Philippe Hinschberger (Amiens SC) : « Cette première partie sera ratée dans tous les cas »

Philippe Hinschberger Amiens SC
Hugo Pfeiffer/Icon Sport

Dix-neuvième avant d’aller Le Havre, l’Amiens SC est plus que jamais dos au mur alors que la première partie de saison touche bientôt à son terme. Assurant faire preuve de résilience, Philippe Hinschberger semble néanmoins assez impuissant face à la réalité des résultats. Entretien. 

Philippe Hinschberger, Amiens n’a plus de temps à perdre au moment d’aller défier Le Havre ?

Notre objectif est bien clair. Il ne reste que quatre matches de L2 avant la trêve, si on peut en gagner deux, ça nous amènerait à vingt points, ce qui ne serait pas suffisant mais juste en-dessous de la limite. Cette première partie sera ratée dans tous les cas pour nous, ce serait donc une manière minimaliste de réduire les effets négatifs.

Depuis un mois, vous prenez très peu de buts mais vous avez également des difficultés pour vous montrer dangereux. Vous êtes encore à la recherche de cet équilibre ?

A Bastia, pour moi, on doit gagner parce qu’on a les occasions. Il ne faut pas être plus royaliste que le roi. On a des face-à-face que l’on peut forcément transformer. On a perdu des matches contre des adversaires qui n’ont eu qu’une ou deux occasions. Quand Valenciennes est venu, je ne crois pas qu’ils aient plus de deux occasions. On aimerait avoir cinq ou six occasions nettes mais ce n’est pas possible. Ce match de Bastia, si on le gagne 1-0, on se serait dit qu’on est sur une bonne trajectoire mais le score fait que. Ensuite, il y a eu Caen où c’était fermé, il n’y a pas eu d’occasions, on ne pouvait pas espérer quelque chose. Le 0-0 était logique. Bastia, si on gagne, on se dit que notre équilibre est plutôt atteint. Et dans cette optique, le match de Caen est presque un bon point.

C’est donc avant tout un problème de talent au sein de votre effectif ? 

C’est l’efficacité qui fait la différence, le talent. On peut prendre n’importe quel terme. A un moment donné, quand tu as des occasions, tu marques ou non, il n’y a pas cinquante solutions. Ca peut être de la confiance aussi. Tout le monde n’a pas Mbappé ! C’est un peu plus facile quand tu as ce genre de joueur dans tes rangs. Transformer ses occasions reste le plus dur dans le football.

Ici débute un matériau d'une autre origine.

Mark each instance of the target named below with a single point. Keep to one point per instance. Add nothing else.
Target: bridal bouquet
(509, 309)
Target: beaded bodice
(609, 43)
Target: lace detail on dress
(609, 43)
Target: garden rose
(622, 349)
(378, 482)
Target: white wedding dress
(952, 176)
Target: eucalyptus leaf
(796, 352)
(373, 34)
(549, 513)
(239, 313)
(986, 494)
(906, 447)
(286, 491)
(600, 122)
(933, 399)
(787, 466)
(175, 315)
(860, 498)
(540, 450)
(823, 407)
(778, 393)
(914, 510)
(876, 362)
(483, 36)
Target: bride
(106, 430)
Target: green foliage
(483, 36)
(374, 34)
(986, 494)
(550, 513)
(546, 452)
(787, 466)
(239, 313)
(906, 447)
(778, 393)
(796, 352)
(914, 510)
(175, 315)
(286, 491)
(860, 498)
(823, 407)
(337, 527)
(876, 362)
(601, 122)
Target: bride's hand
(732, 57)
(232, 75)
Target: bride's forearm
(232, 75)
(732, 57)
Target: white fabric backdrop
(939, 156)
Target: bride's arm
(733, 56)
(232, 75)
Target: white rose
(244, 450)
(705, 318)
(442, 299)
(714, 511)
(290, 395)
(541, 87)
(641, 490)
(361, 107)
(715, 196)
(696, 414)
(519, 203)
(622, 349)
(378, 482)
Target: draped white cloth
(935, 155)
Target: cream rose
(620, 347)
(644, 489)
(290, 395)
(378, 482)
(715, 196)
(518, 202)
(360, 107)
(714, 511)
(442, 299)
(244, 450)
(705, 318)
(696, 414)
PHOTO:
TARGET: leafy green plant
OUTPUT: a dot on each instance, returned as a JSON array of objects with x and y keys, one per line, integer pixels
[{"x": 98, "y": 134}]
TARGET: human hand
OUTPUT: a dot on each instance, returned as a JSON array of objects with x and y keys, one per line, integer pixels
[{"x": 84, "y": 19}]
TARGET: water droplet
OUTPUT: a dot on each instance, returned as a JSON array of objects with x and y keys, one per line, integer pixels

Votre équipe a-t-elle une réelle culture de la gagne ? 

Pour l’instant, on ne l’a pas montré. Il y a eu certaines bribes intéressantes il y a un mois ou deux à Nîmes ou qu’on a courbé le dos contre Nancy. On sait faire des choses. Sur le dernier mois et demi, je trouve que c’est beaucoup mieux. Entre culture de la gagne et ne pas avoir de gens qui trichent, mon choix est fait. Des gens qui trichent je n’en ai pas. Kader Bamba défend moins que Flo Sotoca, ce n’est pas la même personnalité et il faut faire avec ça. Après, la culture de la gagne s’acquiert en gagnant les matches. Il faut qu’on ait surtout la culture de prendre des points, d’avancer à la trêve avec un nombre de points minimum qui permet d’envisager la deuxième partie de saison avec optimisme.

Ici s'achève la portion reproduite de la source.